Sendas en el Margen

Un lugar de palabras…

Un pequeño cuartito

Se cuenta que en un remoto y deshabitado lugar, vivía un hombre que un día descubrió una grieta en su corazón. Nuestro preocupado amigo no sabía cómo podía haberle ocurrido algo así, a él, que hacía tiempo se había olvidado de tan inútil órgano dado su incierto uso. Acostumbrado a prescindir de él, pensaba que tanto calor y luz allí adentro no podía ser cosa buena, algo se lo decía desde sus recuerdos, y que debía encontrar una rápida solución para resolver aquel extraño inconveniente.

Nuestro hombre gustaba de entretener sus artes manuales con cualquier asunto que le consumiese los tiempos. Así pues, con todo su empeño, armado de sus artes y de los escasos materiales que en tan remoto lugar consiguió reunir, a esa tarea se encomendó. Recomponer su maltrecho corazón.

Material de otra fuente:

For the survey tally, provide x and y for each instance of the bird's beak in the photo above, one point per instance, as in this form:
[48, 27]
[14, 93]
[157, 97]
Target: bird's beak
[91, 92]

Lo primero era el análisis de situación, así que al corazón se dirigió, y no sin cierto temor tras sus prolongados tiempos de ausencia de aquellos espacios. Cuando entró en él, se encontró en una estancia olvidada, apenas una vaguedad de la memoria, pequeña, como un destartalado cuartito, pensó. La luz entraba sin permiso y sin perdón, revelando la escasez de acomodo y las grises capas de tiempo acumulado. Lo primero, se dijo, reparar esta grieta, tanta luz hace daño.

Con el problema ya algo más claro, la primera urgencia eran los materiales necesarios para realizar la tarea. Así, buscó y rebuscó entre sus pobres haberes hasta que poco a poco fue reuniendo todo lo que consideró adecuado para su importante obra. Entre aquellas cosas de sus días encontró un colmado saco de tristeza, un buen balde a rebosar de lágrimas, algunas pasiones que aún sobrevivían en su propio calor, una pequeña cajita de ilusiones y esperanzas y, sobre todo, mucho dolor. Pensó que aquello era más que suficiente para acometer su proyecto.

Con el colmado saco de tristeza y parte del balde de lágrimas elaboró tan espesa argamasa que hasta él quedó sorprendido de la solidez conseguida, de cómo aquella masa se agarraba a las paredes de la maltrecha carne impidiendo la entrada de la hiriente luz. No obstante, nuestro hombre, que era persona precavida y gustaba de resolver bien sus asuntos, decidió que sería acertado reforzar todas las paredes desde el interior, no fuese que aquello de la grieta se repitiese. Con el fuego de sus pasiones abrasó la ya oscura pared, que gris y dura quedó, como la piedra que sin duda en el futuro debería ser. No contento aún, después varias capas de duro dolor le dio para impermeabilizarlo y garantizar un duradero acabado, y todo el que sobró lo guardó por si el tiempo reclamaba algún nuevo apaño. Para acabar, y pensando que quizás quedaría bien algún matiz de ligero color, con las lágrimas restantes y la cajita de ilusiones y esperanzas una pintura fabricó, diluida y escasa, y que apenas le llegó, tanta era la sed que parecía tener aquella piedra.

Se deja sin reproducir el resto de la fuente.